Saturday, January 14, 2017

Ecce Agnus Dei

John the Baptist
"Behold the Lamb of God"
Amici, Americani, Compatriotae,

Earlier this evening I went to the Saturday Vigil Mass at Our Lady of Grace for the Second Sunday in Ordinary Time. The Scripture readings included the following:




Father Kirby as usual gave an excellent homily. He opened with a little story from one of his previous experiences. He had been in a small town with an assortment of Protestant ecclesial communities: Presbyterian, Methodist, Baptist, Lutheran, etc., as well as his Catholic Parish. This town was infested with a growing squirrel population about which something had to be done. One Protestant community decided to hire an exterminator and the result was dead squirrels everywhere, and that turned out to be not such a good public relations move. Another tried to understand what was causing the population outbreak and its efforts were equally fruitless. So finally it was up to the Catholic Parish to try something. The pastor thereof one day arrived back with super soaker water guns. Everyone there thought that a little strange. So someone asked the Pastor, "Why, Father, all these super soakers?" Father responded, "I thought we would baptized the little critters. In that way we would only have to worry about them showing up on Christmas and Easter as most of the rest of the Catholics normally do."  The point in all this is that sadly many of us Catholics do not bother to live out our Baptism but once or twice a year.

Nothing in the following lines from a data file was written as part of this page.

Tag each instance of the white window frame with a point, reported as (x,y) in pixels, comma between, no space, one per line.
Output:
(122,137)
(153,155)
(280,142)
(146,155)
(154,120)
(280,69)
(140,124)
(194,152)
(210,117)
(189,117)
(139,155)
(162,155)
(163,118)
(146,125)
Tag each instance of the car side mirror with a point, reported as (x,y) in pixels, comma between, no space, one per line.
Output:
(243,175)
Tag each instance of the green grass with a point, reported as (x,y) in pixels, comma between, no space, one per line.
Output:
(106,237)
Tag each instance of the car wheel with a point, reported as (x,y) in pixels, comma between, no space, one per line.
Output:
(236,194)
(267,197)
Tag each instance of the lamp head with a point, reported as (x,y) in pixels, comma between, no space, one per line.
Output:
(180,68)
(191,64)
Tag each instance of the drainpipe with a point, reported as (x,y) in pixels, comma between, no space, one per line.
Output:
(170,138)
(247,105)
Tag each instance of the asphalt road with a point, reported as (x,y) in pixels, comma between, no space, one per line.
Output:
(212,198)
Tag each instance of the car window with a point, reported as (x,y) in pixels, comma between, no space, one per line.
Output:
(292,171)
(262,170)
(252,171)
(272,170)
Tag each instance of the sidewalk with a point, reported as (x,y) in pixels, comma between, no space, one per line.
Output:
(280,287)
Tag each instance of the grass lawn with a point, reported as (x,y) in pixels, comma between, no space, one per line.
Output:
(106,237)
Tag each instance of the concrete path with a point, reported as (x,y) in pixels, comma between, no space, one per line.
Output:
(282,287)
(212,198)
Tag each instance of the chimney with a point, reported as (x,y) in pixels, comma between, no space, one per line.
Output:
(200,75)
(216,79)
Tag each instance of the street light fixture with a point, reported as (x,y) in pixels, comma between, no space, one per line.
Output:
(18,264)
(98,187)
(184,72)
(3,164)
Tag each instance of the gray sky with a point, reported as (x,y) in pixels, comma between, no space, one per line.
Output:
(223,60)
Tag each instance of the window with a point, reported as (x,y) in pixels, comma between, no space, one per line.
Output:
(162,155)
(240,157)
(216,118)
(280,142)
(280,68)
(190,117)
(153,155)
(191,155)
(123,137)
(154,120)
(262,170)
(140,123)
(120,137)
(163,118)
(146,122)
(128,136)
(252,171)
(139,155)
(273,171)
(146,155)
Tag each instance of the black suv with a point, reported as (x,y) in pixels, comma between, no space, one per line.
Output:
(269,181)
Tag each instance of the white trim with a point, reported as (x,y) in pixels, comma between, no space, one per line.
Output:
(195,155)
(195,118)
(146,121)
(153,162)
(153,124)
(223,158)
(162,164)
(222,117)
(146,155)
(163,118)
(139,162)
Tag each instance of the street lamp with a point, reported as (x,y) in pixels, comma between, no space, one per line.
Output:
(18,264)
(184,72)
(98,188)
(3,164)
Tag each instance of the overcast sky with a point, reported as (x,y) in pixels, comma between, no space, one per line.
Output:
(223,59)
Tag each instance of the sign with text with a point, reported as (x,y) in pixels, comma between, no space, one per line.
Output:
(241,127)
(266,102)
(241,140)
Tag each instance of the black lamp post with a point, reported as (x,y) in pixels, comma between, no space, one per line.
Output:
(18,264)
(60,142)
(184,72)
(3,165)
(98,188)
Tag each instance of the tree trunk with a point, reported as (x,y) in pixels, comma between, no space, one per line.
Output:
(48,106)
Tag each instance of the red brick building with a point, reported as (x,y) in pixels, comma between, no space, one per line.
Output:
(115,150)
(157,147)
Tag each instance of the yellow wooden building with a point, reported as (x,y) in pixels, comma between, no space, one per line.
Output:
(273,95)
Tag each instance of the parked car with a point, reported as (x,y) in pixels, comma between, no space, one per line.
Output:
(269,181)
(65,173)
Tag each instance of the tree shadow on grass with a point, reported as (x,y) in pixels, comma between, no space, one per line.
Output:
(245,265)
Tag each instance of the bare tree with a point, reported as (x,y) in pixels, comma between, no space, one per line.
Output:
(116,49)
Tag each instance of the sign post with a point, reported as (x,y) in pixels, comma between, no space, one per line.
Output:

Now while I cannot recall all that Father Kirby said (I really need to start taking notes!), the gist of it was in the selected Scripture passages below. I think what may have prompted him to go along this line was today's Gospel from the first chapter of St. John where John the Baptist sees Jesus and declares:

I did not know him, but the one who sent me to baptize with water told me, ‘On whomever you see the Spirit come down and remain, he is the one who will baptize with the holy Spirit.’

Concerning Baptism St. Paul says in Romans 6:3-4:

Or are you unaware that we who were baptized into Christ Jesus were baptized into his death? We were indeed buried with him through baptism into death, so that, just as Christ was raised from the dead by the glory of the Father, we too might live in newness of life.

And again in Colossians 2:11-13 St. Paul explains:

In him you were also circumcised with a circumcision not administered by hand, by stripping off the carnal body, with the circumcision of Christ. You were buried with him in baptism, in which you were also raised with him through faith in the power of God, who raised him from the dead. And even when you were dead [in] transgressions and the uncircumcision of your flesh, he brought you to life along with him, having forgiven us all our transgressions...

1st Peter 3:18-22 goes on to explain:

For Christ also suffered for sins once, the righteous for the sake of the unrighteous, that he might lead you to God. Put to death in the flesh, he was brought to life in the spirit. In it he also went to preach to the spirits in prison, who had once been disobedient while God patiently waited in the days of Noah during the building of the ark, in which a few persons, eight in all, were saved through water. This prefigured baptism, which saves you now. It is not a removal of dirt from the body but an appeal to God for a clear conscience, through the resurrection of Jesus Christ, who has gone into heaven and is at the right hand of God, with angels, authorities, and powers subject to him.

The point in all this is that Baptism is the Sacrament which opens up to us all the other graces that God has to bestow on us. But if we do not live out our Baptism in our lives, then we will be incapable of receiving those graces. Indeed, just as we look at our priests as being an example of piety and holiness, so does the unbaptized pagan look upon us who are but members of the Laity, and the reason why is because of that indelible mark which Baptism places on our souls. We are therefore called to be a witness in deed and in word, acting and speaking the truth with humility and kindness and mercy and grace. Our Catholicism is not to be relegated to just Christmas and Easter. It is to be a daily exercise of faith stemming from that first Sacrament, our Baptism.